しかしながら、平成27年からはこの特例が縮小されてしまいます。この特例の仕組みと特例縮小の影響について確認しておきましょう。
取得費加算の特例とは
相続財産を譲渡した(売った)場合の取得費の特例、いわゆる「取得費加算の特例」は、支払った相続税のうち一定金額を取得費に加算ができる特例で、以下の要件を満たす場合に適用されます。- 相続や遺贈により財産を取得した人であること
- その財産を取得した人に相続税が課税されていること
- その財産を、相続税の申告期限から3年以内に譲渡していること
取得費に加算できる金額の計算方法
取得費が多くなれば利益金額は小さくなり、その分の所得税が少なくなります。計算方法は以下の通りですが、土地と土地以外とでは計算方法が違います(財産の金額は相続税評価額によります。また、計算は個人ごとに行います)。【 相続税×譲渡した財産÷取得した財産(債務控除前) 】
なお土地を譲渡した場合は、「譲渡した財産」の部分は、「取得した全ての土地」とすることができますので、譲渡していない土地(物納は含まれません)の相続税分まで加算ができます。
取得費加算を適用する場合の注意点
この取得費加算の特例を適用する場合は、以下4つの注意点があります。(1)分母となる「取得した財産」は、債務控除前の金額になります。

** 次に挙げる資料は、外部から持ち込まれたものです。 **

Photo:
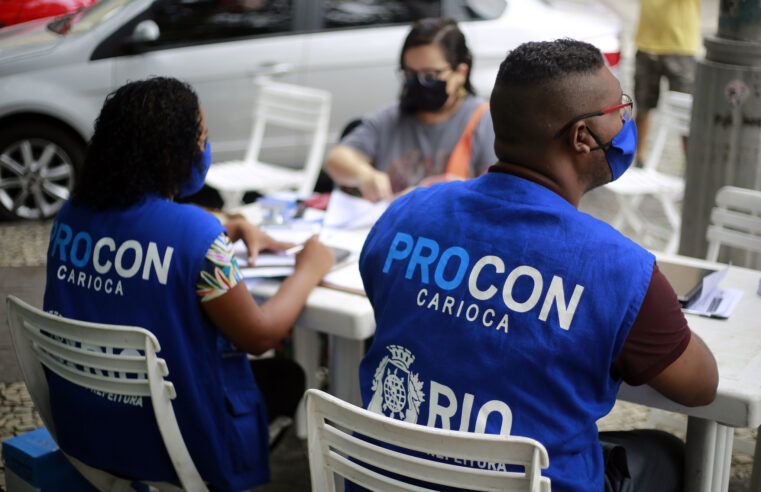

(2)そもそも譲渡した財産に利益がないと適用はありません。例えば不動産全体としては利益が出ていても、土地は利益、建物は損であった場合は、取得費に加算できるのは土地のみです。
(3)この特例を受ける旨の確定申告をする必要があります。
(4)平成27年1月1日以後に開始する相続からは、「取得した全ての土地」の優遇がなくなります。